Judging from the picture, I couldn't actually see £1645 worth of work in it, but in any case, as a duck-related story of public expenditure excess, it pales into insignificance alongside the news that Defra has spent nearly £300,000 on a study that shows that ducks prefer standing out in the rain to floating on ponds. If they'd asked me, I could have told them that for as little as , oooh, £150,000.

It's not been the only duck-related story in the news this week: a banker in Spokane, WA, USA, got up at the crack of dawn to stand underneath a ducklings' nest on some inacessible ledge (maybe he was planning to jump off it later) and catch the ducklings as, one by one, they fell out of it and headed to what would otherwise be a swift demise as duck and pavement met at terminal velocity. He caught and saved every one of them, then shepherded them across a busy road to a nearby lake. Shame there wasn't a shower handy, but at least it proves that not all bankers are bastards. There is one, in Spokane WA, who isn't.

Anyway, once it crosses the duck threshold, even more surreal things start to happen to the story: a Tory MP claims they are all on the verge of suicide (tough shit, you should have thought of that before bleeding the system white) and someone called Anthony Steen says that all this is motivated by envy of him and his big house!

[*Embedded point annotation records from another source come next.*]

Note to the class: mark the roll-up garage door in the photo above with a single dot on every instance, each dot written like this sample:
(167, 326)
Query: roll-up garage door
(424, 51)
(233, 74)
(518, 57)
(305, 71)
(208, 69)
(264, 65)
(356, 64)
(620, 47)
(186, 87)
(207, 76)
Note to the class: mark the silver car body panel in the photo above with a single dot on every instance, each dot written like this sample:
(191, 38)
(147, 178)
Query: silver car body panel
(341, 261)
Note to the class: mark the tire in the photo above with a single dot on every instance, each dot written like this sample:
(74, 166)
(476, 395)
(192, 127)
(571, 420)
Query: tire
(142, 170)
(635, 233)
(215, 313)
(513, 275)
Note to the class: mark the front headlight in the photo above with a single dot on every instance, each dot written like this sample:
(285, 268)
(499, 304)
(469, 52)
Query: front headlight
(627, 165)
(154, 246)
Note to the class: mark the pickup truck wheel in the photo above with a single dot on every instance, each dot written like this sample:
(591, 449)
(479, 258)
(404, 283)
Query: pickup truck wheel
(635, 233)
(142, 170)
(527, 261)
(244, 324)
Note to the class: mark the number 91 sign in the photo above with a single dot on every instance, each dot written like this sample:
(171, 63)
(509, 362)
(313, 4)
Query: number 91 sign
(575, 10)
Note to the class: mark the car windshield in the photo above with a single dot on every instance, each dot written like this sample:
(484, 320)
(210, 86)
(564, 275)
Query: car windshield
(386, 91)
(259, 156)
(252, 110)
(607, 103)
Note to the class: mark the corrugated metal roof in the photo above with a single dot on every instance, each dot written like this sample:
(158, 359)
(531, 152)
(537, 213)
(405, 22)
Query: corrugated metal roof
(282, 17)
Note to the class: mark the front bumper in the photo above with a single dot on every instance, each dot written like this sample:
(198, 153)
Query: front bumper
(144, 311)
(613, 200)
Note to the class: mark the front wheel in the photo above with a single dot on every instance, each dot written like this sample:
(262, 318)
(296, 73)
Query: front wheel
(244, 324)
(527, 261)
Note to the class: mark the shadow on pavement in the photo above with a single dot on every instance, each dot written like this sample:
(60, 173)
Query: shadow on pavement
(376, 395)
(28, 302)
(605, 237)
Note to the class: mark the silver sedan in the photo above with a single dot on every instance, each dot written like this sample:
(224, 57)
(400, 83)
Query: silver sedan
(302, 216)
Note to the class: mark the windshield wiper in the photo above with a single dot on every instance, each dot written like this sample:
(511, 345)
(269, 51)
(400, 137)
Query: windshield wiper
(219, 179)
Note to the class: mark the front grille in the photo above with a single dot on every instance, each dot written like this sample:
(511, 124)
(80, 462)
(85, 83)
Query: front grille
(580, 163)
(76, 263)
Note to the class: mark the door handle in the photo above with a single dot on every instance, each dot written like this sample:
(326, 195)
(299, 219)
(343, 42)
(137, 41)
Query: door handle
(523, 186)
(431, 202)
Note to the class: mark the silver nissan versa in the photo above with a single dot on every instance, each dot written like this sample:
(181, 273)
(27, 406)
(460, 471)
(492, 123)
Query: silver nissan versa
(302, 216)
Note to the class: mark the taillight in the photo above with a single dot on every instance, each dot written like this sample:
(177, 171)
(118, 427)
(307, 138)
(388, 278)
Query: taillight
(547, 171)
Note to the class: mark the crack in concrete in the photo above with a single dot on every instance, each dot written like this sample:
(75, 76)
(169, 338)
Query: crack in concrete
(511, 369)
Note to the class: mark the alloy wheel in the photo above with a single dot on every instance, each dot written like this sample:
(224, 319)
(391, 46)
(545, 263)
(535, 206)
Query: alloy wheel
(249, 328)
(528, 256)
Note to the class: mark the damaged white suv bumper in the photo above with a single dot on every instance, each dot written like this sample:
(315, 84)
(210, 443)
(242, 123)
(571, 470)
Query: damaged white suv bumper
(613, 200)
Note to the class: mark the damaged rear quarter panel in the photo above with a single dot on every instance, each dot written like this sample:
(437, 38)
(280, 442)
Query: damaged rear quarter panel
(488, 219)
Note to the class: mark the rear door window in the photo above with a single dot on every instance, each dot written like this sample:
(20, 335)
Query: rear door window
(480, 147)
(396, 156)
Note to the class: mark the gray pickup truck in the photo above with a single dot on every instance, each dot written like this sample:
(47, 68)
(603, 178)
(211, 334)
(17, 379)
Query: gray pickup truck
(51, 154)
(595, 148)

Just for the record, Mr Steen, I don't covet your lifestyle, or your house. I thnk it would be a lot better for you and for us if you were forced to do a fortnight in a tower block in Walsall. I certainly don't want to be you - who would? I envy you the fact that you can use your position to screen you from the realities of life and to be honest I wish I was able to.

But I can't understand why you just don't admit that it's a fair cop.